PICK up a tablet computer or smartphone and you may
find you naturally cradle it in your hands, with both thumbs poised to
tap away at the touchscreen. Banging out emails or navigating a music
library this way may seem like a breeze, but what if we could bring our
other eight digits in on the act?
Katrin Wolf
of the Deutsche Telekom Laboratories at the Technical University of
Berlin, Germany, has done just that. She has built a device that
exploits our thumbs' natural ability to line up with our fingers even
when we can't see them - a talent known as proprioception.
Wolf
attached two iPads back-to-back to create what she calls a PinchPad.

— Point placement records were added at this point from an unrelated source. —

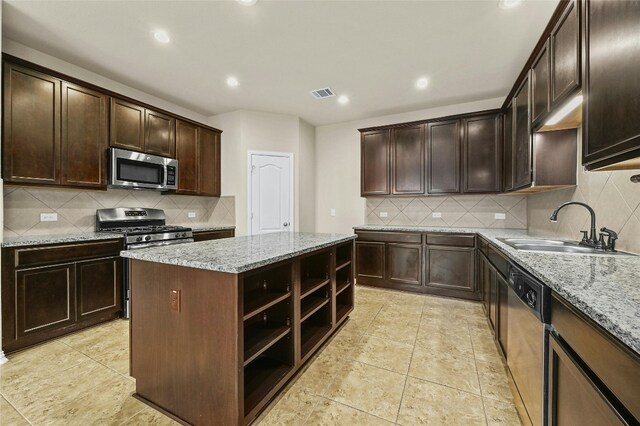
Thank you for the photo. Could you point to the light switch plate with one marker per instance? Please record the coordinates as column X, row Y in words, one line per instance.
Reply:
column 48, row 217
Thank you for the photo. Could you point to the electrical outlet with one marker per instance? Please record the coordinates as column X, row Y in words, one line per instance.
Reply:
column 174, row 300
column 48, row 217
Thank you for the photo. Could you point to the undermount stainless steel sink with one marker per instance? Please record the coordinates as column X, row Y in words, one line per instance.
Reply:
column 557, row 246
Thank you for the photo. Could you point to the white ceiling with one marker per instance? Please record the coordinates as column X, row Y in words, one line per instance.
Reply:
column 372, row 52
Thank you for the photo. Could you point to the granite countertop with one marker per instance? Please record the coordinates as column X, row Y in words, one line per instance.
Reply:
column 37, row 240
column 606, row 288
column 240, row 254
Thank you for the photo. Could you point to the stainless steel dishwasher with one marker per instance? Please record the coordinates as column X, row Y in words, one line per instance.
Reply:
column 527, row 342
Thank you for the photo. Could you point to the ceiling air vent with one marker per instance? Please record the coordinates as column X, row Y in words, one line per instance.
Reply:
column 322, row 93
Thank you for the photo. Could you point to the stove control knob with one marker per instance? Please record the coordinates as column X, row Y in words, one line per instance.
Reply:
column 531, row 298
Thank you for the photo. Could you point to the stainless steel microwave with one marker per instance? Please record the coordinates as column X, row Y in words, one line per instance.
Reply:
column 129, row 169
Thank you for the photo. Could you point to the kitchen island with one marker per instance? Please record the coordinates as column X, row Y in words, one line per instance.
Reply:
column 219, row 327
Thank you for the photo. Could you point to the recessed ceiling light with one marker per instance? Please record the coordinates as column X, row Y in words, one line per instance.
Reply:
column 161, row 36
column 508, row 4
column 422, row 83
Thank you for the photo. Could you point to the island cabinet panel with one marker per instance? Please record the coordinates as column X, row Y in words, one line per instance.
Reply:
column 540, row 86
column 407, row 160
column 214, row 348
column 187, row 156
column 443, row 156
column 159, row 134
column 31, row 126
column 611, row 129
column 127, row 125
column 84, row 140
column 52, row 290
column 374, row 163
column 186, row 342
column 565, row 53
column 482, row 154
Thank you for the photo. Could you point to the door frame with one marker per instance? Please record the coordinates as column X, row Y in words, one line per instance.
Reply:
column 288, row 155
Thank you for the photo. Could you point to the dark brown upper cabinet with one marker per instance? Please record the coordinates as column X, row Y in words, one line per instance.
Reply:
column 208, row 162
column 55, row 133
column 482, row 154
column 159, row 134
column 522, row 137
column 565, row 53
column 31, row 128
column 187, row 156
column 507, row 150
column 540, row 86
column 443, row 156
column 611, row 79
column 198, row 155
column 127, row 125
column 84, row 137
column 374, row 162
column 407, row 160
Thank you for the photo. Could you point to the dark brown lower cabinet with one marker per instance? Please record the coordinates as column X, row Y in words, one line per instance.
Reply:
column 435, row 263
column 574, row 398
column 450, row 269
column 404, row 263
column 370, row 260
column 45, row 299
column 52, row 290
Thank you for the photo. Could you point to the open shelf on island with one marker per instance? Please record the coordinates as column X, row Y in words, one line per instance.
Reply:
column 309, row 285
column 260, row 377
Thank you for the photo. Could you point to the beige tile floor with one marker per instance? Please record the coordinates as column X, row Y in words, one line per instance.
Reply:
column 401, row 359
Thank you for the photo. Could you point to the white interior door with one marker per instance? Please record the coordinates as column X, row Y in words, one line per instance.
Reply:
column 270, row 193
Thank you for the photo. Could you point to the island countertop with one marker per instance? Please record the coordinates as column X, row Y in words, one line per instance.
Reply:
column 240, row 254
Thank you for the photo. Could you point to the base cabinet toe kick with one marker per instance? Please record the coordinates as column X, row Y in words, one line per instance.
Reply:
column 214, row 348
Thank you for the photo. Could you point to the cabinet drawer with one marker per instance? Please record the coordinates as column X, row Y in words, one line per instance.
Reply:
column 452, row 240
column 616, row 366
column 391, row 237
column 40, row 256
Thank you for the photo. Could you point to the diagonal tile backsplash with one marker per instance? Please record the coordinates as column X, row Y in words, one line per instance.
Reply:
column 465, row 211
column 77, row 209
column 615, row 199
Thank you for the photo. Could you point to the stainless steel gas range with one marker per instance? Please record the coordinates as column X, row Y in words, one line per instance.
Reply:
column 141, row 227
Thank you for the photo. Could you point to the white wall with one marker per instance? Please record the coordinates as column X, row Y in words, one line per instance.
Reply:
column 28, row 54
column 338, row 164
column 245, row 131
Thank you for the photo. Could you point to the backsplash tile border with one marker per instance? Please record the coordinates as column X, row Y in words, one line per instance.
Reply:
column 76, row 209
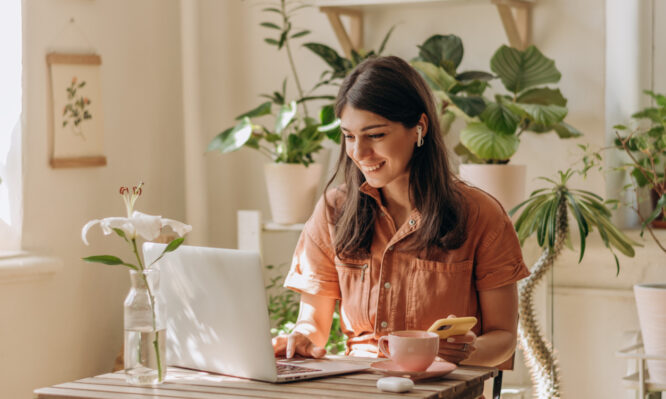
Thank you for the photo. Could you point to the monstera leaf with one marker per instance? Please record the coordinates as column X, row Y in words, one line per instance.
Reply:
column 520, row 70
column 488, row 144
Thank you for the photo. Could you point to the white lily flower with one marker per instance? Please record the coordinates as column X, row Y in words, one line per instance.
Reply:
column 139, row 224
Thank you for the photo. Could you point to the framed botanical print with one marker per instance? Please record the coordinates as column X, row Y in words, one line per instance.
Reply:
column 76, row 138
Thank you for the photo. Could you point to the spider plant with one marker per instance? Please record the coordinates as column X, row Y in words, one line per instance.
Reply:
column 542, row 209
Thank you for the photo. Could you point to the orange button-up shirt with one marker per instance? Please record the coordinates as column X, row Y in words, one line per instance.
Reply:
column 397, row 289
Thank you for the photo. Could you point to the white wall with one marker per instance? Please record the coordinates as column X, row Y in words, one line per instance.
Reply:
column 70, row 326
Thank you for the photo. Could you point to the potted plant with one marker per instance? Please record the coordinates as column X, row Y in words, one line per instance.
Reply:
column 546, row 213
column 493, row 127
column 292, row 138
column 646, row 148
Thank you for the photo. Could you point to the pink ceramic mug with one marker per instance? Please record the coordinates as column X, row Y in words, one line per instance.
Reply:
column 410, row 350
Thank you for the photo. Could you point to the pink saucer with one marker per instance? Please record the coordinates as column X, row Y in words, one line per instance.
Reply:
column 436, row 369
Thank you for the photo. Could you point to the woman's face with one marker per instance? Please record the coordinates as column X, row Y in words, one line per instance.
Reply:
column 380, row 148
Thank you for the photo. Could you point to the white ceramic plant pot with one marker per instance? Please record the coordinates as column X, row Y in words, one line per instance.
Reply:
column 651, row 304
column 504, row 182
column 291, row 191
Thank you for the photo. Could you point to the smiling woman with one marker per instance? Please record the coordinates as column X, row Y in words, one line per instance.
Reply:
column 402, row 243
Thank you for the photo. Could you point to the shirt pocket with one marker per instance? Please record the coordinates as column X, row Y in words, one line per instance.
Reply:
column 436, row 290
column 354, row 280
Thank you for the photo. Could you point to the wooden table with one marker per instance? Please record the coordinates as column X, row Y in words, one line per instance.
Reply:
column 463, row 383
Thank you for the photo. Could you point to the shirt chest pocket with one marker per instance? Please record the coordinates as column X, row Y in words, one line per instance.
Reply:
column 354, row 279
column 437, row 289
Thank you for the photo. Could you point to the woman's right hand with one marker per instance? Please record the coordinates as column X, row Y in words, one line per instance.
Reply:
column 296, row 343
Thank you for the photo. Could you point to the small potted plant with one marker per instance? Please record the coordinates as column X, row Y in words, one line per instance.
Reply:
column 292, row 138
column 646, row 148
column 494, row 127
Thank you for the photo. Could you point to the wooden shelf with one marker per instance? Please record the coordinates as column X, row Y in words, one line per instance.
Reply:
column 516, row 16
column 632, row 382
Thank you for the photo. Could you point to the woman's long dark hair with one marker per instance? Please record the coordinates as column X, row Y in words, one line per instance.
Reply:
column 391, row 88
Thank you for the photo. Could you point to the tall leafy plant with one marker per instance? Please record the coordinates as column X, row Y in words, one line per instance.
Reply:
column 646, row 149
column 459, row 94
column 294, row 136
column 546, row 214
column 495, row 125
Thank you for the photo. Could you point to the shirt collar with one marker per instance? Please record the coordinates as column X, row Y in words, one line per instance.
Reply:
column 373, row 192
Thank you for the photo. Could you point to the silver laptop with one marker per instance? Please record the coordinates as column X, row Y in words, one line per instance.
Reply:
column 217, row 318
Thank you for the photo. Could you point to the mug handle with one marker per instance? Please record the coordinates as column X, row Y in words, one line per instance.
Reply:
column 381, row 344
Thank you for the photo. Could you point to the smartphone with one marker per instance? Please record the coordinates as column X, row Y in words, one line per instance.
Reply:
column 453, row 326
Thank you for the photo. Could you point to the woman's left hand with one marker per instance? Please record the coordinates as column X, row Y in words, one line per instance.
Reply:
column 457, row 348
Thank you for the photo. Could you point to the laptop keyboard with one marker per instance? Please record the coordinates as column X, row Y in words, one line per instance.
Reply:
column 284, row 369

It
can sense when a user's fingers and thumbs make a pinching motion with
the two tablets sandwiched in between.
For
example, touching your thumb to your index finger on opposite sides of
the PinchPad can be interpreted as a "select" or "undo" command, while
sweeping the thumb from one finger to the next could adjust volume or
brightness, Wolf says. And moving the thumb in little circles over each
finger can let you manipulate on-screen dials. Wolf will present her
work next month at the TEI conference in Kingston, Ontario, Canada.
This
is not the first device with a touch-sensitive back, says Chris
Harrison at Carnegie Mellon University in Pittsburgh, Pennsylvania.
Microsoft once built a prototype device called Nano Touch with this feature, and the next version of Sony's handheld PlayStation console, the Vita,
will have it too. Harrison says Wolf's work is useful because of the
novel gestures it offers. "And you get extra buttons for free without
having to put anything on screen," he says.